Türkiye’de yılda kaç kitap satılıyor? Türkiye’de yılda kaç yeni kitap basılıyor? Elinizde buna yönelik veriler var mı?

Net bir veri elimizde yok ama Milliyetblog’da 19 Ocak 2015 yayınlanan bir makale benim kafamı çok kurcalıyor. Bu yazıya göre veriler çok iyi.

Türkiye İstatistik Kurumu rakamlarına göre Türkiye’nin nüfusu 76.667.864. Toplam kitap sayısının nüfusa oranına göre, 2014 yılında kişi başına 7,3 kitap düştü. 2013’te Türkiye’de 536.259.040 adet kitap üretilmişti.
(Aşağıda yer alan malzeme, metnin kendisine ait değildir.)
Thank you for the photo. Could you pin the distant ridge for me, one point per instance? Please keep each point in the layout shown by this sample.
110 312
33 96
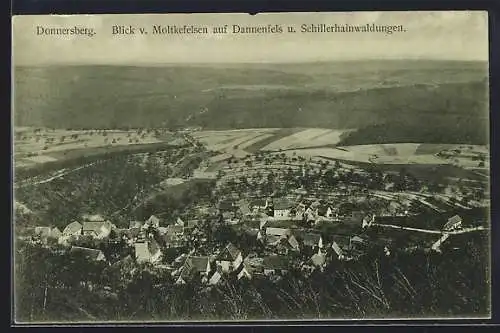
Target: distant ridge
328 95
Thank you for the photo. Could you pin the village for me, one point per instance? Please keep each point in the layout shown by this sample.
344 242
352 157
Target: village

Kişi başına düşen kitap sayısı 7,1’di.

2014 yılı verileri göz önüne alındığında, üretilen kitap adedinde % 4.6 artış olduğu görülüyor. 2014 yılında yayıncılık sektörünün toplam cirosu geçen seneye göre %2.9’luk artışla 2.381.000.000 dolara yükseldi. Uluslararası Yayıncılar Birliği’nin (IPA) 2014 verilerine göre Türkiye dünyanın en büyük 12. yayıncılık sektörü ve üretilen yeni kitap çeşidinde 11. sırada yer alıyor. Bu veri gerçekten sevindirici. Türkiye ortalamasının çok üzerinde kitap okuyucusu olarak bu verilere sevinmemek elde değil. 2014 yılında toplam 561.103.770 adet kitap üretildi. Bu kitaplar için 344.405.399 adet bandrol satın alındı. Milli Eğitim Bakanlığı 2014 yılında ilk ve orta öğretim öğrencilerine 216.698.371 adet ücretsiz ders kitabı dağıttı.

Kitap türlerine göre üretim:

Eğitim kitapları (%71)
İnanç (%9)
Çocuk-ilk gençlik (%5)
Yetişkin kurgu (%3)
Akademik yayınlar (%1)
En fazla kitap üretilen iller: (Bandrol adetlerine göre)

İstanbul (%59.5)
Ankara (%27.5)
İzmir (%13)
Verileri incelediğimizde aslında çok kötü durumdayız. Neden mi? Eğitim kitaplar %71. Yani test kitapları ve ders kitapları piyasaya hakim. Kitap sadece mecbur kalındığında okunuyor. O da liseye, üniversiteye giriş sınavlarına hazırlanmak ya da KPSS’den geçmek ve iyi bir yere kapak atmak için. Gerçekten ufkumuzu genişleten kitaplara baktığımzda çok işimizin olduğunu görüyoruz. Yetişkin kugu üretim oranı %3 yani roman, şiir, hikayeler ülkemizde 100 çıkarılan başlık arasında sadece 3 adet , bizim faaliyet alanımız yetişkin kurgu dışı %0. Yani 2004 yılından bu yana Optimist Kitap olarak 400’e yakın çıkardığımız başlık, ortalama yılda 40 kitap aslında bu verilere dahil değil. Bizim gibi bu kulvarda yayın çıkaran başka yayınevleri de var. Kitapçılara gittiğinizde romandan çok kurgu dışı kitapların raflarda yer aldığını görüyorsunuz. Siyaset, bilim, felsefe, iş kitapları, çocuk yetiştirme gibi bunlar hepsi kurgu dışı yayınlardır. Orana bakıldığında tüm bu kitaplar üretilmiyor mu? Satmıyor mu? Ya da kitap olarak kabul edilmiyor mu? Kabul edilseydi zaten gazetelerin kitap ilavelerinde boy boy yer alırlardı. Bizim gibi kurgu dışı kitap yayınlayan birçok yayinevi var. Kurgu yayınlayan büyük yayınevleri bile bu kulvarı keşfetti ve bu alanlarda kitap yayınlamaya başladı. Ama tabloya bakıldığında biz aslında yokuz :) Türkiye’de kitap satmak her gün zorlaşıyor. Tüm yayıncılar birer idealist gözümde. Bunca zorluklara karşın iyi işler ortaya koymak insanların farkındalıklarını artırmak için deli gibi çabalıyoruz. Bizim türümüzü koruyun ve daha fazla kitap oukuyun!

Zeynep değerli paylaşımların için teşekkür ederim. Eklemek istediğin bir konu var mı?

Yok Ozan. Ben teşekkür ederim. Tüm DigitalTalks okuyucularına iyi pazarlar dilerim.

Teşekkürler Zeynep. İlerleyen dönemde görüşmek üzere. İyi pazarlar dilerim.